Previous work by Gorin et al. used neural networks to approximate non-Markovian gene expression distributions with simpler Markovian stand-ins (Gorin et al., 2021, Nature Communications). Others have applied AI-powered simulation-based inference to spatial-stochastic models of embryogenesis (Szep et al., 2024, PLOS Computational Biology). What makes this new work stand out is its direct confrontation with the protein inheritance problem - a source of systematic error that most gene expression studies quietly sweep under the rug.

If you like mapping out how different modeling approaches connect and where this fits in the broader inference landscape, visual tools like mapb2.io can help you diagram the relationships between Markovian, non-Markovian, and simulation-based frameworks in a way that actually makes sense.

The Bigger Picture

The researchers have effectively shown that ignoring cell division history doesn't just add noise to your measurements - it can flip your biological conclusions entirely. And they've handed the field a general-purpose toolkit for dealing with it: simulate what you can, train a neural network on the simulations, and let the network do the inference.

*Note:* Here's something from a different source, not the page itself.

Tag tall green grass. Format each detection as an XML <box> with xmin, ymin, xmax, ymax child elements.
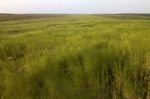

It's the kind of methodological advance that doesn't make headlines but quietly changes how an entire field does its homework. The next time someone measures fluorescence in dividing cells and draws conclusions about gene regulation, they'll need a better answer than "we assumed the math was Markovian" - because now there's a practical alternative that doesn't require that assumption at all.

References

  1. Pessoa, P., Martinez, J.A., Vandenbroucke, V., Delvigne, F., & Pressé, S. (2025). Simulation-based inference captures non-Markovian effects as exemplified in protein production kinetics through cell division. Proceedings of the National Academy of Sciences, 122. DOI: 10.1073/pnas.2517309123. PMID: 41950084

  2. Cranmer, K., Brehmer, J., & Louppe, G. (2020). The frontier of simulation-based inference. Proceedings of the National Academy of Sciences, 117(48), 30055-30062. DOI: 10.1073/pnas.1912789117

  3. Gorin, G., Vastola, J.J., Fang, M., & Pachter, L. (2021). Neural network aided approximation and parameter inference of non-Markovian models of gene expression. Nature Communications, 12, 2618. DOI: 10.1038/s41467-021-22919-1. PMCID: PMC8113478

  4. Szep, G., et al. (2024). AI-powered simulation-based inference of a genuinely spatial-stochastic gene regulation model of early mouse embryogenesis. PLOS Computational Biology, 20(11), e1012473. DOI: 10.1371/journal.pcbi.1012473. PMCID: PMC11614244

  5. Papamakarios, G., Nalisnick, E., Rezende, D.J., Mohamed, S., & Lakshminarayanan, B. (2021). Normalizing Flows for Probabilistic Modeling and Inference. Journal of Machine Learning Research, 22(57), 1-64. arXiv: 1912.02762

Disclaimer: This blog post is a simplified summary of published research for educational purposes. The accompanying illustration is artistic and does not depict actual model architectures, data, or experimental results. Always refer to the original paper for technical details.